We begin with the boyfriend, in an opening not unlike the openings in season one of Lost. In an episode revolving around Angela's nightmare, he awakes from a nightmare, though we are not privy to it. The tricky part of Brad's job here is that he has much less than four minutes to establish a connection between the audience and this guy, who we have never seen before, so that Angela's decision to stab him or not is meaningful (otherwise her decision will be like a decision of whether or not to take out a nameless stormtrooper -- not a decision at all). One thing that makes Brad's job tougher is that he is -- thankfully -- determined to avoid one of the most annoying aspects of run-of-the-mill team superhero comics -- the way, in the first few pages, everyone speaks to everyone in clunky direct address, so new readers can learn everyone's name. "I don't see how we are going to get through that wall, Wolverine." "Can't you just teleport to the other side, Kurt?" "No, its has a magic barrier; and please, call me Nightcrawler when we are on a mission. I don't call you Logan." No one in real life ever spoke like that, and Satacracy takes place right where we live, so the name of the boyfriend, Martin, is not highlighted. Realism is in the details. But it's tough to care about a character when you don't know his name; casting saves the day: Marc Samuels (the actor playing Martin) seems like a real person immediately, not easy to pull off when the temptation is to play up the pulpy sci-fi madness, and cardboard fun. Diahnna Nicole Baxter (Angela) crosses both registers with ease (much as Naomi Watts does in Mulholland Drive).

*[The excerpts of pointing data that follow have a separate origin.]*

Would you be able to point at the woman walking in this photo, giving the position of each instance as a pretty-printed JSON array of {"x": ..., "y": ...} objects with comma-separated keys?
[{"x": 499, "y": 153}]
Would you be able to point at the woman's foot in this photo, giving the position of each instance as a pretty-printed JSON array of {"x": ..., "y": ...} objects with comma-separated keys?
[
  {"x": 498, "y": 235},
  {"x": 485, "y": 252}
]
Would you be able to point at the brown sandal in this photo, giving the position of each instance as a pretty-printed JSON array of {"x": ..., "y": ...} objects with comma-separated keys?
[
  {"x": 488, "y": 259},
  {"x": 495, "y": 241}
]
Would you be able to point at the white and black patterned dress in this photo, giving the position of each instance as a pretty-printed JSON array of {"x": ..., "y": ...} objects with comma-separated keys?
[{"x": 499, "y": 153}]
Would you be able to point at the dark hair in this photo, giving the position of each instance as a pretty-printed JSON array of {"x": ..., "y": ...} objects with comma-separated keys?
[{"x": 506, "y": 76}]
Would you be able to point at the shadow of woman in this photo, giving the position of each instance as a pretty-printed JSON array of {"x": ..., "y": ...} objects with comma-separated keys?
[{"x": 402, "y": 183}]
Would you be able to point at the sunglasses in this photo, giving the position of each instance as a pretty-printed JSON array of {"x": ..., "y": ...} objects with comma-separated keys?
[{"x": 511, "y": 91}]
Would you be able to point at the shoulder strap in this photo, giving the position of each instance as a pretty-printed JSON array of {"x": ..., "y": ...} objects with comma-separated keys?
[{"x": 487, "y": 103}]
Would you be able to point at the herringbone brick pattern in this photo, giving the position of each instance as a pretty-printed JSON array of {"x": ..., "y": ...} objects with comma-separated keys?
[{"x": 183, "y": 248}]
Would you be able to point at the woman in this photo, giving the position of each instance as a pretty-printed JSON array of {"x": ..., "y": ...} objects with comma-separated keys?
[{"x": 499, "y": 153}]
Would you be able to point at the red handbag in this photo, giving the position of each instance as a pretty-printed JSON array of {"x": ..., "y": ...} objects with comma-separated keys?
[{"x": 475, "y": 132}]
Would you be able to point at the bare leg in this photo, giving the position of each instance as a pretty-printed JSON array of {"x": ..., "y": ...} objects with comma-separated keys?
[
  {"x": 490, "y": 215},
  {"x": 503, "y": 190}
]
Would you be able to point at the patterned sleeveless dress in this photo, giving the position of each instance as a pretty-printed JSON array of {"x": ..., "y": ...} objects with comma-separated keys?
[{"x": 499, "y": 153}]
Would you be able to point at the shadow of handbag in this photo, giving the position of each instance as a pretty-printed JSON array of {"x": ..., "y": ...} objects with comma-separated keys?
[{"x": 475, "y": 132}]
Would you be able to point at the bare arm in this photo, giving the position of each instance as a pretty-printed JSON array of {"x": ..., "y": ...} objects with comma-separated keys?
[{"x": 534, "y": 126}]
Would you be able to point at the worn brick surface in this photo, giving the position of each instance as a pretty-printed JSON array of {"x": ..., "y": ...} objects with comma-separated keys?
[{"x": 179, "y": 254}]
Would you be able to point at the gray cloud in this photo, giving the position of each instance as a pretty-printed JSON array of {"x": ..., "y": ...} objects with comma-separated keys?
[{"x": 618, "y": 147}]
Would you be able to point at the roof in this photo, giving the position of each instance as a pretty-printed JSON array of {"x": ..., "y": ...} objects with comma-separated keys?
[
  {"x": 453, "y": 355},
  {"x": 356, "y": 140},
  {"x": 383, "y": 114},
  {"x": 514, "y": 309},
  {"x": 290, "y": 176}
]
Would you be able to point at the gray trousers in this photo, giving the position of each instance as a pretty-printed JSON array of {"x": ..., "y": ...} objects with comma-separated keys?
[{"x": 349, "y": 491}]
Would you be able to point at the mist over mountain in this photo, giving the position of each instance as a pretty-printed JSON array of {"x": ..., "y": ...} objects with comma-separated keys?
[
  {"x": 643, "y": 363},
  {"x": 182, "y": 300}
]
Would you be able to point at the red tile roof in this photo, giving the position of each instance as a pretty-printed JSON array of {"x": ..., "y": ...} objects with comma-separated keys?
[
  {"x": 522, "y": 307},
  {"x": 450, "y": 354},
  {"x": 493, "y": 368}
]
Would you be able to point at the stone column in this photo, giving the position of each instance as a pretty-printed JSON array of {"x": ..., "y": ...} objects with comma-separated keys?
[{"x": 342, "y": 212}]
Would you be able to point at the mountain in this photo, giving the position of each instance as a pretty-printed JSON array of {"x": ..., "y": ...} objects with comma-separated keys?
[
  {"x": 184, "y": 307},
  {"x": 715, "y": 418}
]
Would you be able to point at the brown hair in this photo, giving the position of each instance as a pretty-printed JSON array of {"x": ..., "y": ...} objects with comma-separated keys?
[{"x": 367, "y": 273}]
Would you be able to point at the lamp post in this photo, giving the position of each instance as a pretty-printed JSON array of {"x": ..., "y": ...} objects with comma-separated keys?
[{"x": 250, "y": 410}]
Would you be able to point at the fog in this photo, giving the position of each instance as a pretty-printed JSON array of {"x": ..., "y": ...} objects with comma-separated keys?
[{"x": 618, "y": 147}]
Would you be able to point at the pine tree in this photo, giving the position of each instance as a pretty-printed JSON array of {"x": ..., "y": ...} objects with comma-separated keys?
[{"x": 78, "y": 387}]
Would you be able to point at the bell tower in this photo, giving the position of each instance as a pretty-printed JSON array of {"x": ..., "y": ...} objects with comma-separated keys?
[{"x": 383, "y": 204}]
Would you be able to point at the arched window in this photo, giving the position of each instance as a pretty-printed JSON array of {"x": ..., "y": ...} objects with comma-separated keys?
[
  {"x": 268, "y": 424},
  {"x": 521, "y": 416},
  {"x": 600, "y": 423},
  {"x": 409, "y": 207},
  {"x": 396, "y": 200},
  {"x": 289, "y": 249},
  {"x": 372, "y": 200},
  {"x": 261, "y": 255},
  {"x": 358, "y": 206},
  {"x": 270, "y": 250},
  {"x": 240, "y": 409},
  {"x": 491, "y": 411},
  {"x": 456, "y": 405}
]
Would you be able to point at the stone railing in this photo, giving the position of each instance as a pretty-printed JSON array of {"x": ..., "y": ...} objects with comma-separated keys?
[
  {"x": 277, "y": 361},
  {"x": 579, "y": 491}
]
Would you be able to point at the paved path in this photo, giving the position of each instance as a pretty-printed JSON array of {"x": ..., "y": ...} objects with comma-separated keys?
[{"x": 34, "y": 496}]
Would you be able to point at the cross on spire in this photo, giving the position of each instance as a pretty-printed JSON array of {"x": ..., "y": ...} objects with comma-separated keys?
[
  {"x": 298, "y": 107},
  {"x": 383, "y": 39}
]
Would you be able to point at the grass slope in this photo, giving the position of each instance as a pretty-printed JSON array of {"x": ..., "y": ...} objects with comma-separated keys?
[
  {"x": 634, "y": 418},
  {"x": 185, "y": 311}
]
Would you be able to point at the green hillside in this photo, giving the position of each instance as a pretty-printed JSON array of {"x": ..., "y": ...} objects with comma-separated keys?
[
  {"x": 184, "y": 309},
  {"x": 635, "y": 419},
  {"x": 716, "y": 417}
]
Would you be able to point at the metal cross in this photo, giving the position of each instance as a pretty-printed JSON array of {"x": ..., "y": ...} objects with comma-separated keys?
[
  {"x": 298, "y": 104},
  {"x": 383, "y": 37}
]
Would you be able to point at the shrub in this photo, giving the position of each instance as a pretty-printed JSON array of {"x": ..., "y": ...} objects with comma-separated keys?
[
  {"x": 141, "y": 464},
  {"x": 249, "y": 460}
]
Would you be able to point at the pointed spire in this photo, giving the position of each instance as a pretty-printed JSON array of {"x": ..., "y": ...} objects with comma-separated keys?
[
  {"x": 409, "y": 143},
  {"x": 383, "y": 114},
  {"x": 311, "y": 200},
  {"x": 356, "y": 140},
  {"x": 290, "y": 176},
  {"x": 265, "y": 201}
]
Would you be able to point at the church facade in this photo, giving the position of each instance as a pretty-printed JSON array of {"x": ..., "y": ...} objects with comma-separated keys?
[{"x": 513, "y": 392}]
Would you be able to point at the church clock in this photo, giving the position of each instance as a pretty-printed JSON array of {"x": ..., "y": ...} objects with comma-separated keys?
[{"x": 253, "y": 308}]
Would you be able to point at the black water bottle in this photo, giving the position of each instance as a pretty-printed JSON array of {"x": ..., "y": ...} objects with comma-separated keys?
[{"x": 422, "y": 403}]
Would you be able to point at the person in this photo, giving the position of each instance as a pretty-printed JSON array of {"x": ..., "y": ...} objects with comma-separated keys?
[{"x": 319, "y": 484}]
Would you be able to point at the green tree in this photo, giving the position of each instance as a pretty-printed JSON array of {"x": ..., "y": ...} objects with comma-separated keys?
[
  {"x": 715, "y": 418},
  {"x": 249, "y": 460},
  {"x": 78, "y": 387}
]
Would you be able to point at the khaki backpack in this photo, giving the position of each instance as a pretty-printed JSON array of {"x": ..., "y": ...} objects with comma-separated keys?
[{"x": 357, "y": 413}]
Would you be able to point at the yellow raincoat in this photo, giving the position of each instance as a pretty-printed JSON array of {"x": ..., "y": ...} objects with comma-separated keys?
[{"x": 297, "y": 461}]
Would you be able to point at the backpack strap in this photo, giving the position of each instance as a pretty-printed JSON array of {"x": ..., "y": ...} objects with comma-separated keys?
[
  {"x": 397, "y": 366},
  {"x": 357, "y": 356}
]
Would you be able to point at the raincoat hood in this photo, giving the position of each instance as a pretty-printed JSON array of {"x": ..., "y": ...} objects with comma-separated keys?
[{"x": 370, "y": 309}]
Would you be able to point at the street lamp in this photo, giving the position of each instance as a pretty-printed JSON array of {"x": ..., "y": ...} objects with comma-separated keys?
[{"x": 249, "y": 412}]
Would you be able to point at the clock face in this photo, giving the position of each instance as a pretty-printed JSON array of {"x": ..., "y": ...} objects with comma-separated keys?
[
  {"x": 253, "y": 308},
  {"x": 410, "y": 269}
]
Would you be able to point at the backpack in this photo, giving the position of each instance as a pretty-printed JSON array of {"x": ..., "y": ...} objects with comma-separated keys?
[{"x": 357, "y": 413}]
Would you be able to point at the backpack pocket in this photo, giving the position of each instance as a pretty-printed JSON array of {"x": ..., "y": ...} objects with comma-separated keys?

I have said the show is sci-fi based deeply in the real world, but in the dream sequence we get to see the hypercolor weirdly lit and shadowed sci-fi melodrama take over for a bit, and it is more powerful for being grounded. (Imagine how much less engaging the scene would be if the whole of Satacracy was like that). Red, blue and yellow mark the scene (sheets, the hooded figure, the dagger): Superman's colors. It is the dream of a comic book fan.
Race and gender is not something I want to go into just yet, but Alien versus Predator is the only science fiction film in which a woman of color is the protagonist (this has been pointed out to me by Jason Smith and Ximena Gallardo, authors of Alien Woman). And now we have Satacracy. The dagger, the mask on the wall, the drums, the tribal marks on the hooded figure -- Brad's sci-fi world is not the whitewashed world of Star Trek's global village. It's a real place, where race is still real.
And those details: the most beautiful "last time on..." montage I have ever seen, a rush of black and white images super imposed on key moments, frozen. (The only other "last time on..." montage I can think of that was more than just exposition was the one for the 100th episode of Buffy). The way the sythe coming a the screen almost, but not quite, invokes and revises the old Superfriends transitions (the lights headed at the screen for every scene change). The way Angela's scream disrupts the lights (and she senses her own power without the pills) before it can become the cliched "cry at the abyss" (see Garden State, an otherwise great movie). The powerful freeze and zoom at the end of the episode, which gives the impression of zooming in on a photograph; it is a device Brad learned from Powers, where Oeming uses it to great effect; rather than draw an image of a face, then draw it again closer, Oeming copies the first face but enlarges it without enlarging the panel -- we see the inking up close for example. It is an intense effect. And one last detail -- Angela has a sister.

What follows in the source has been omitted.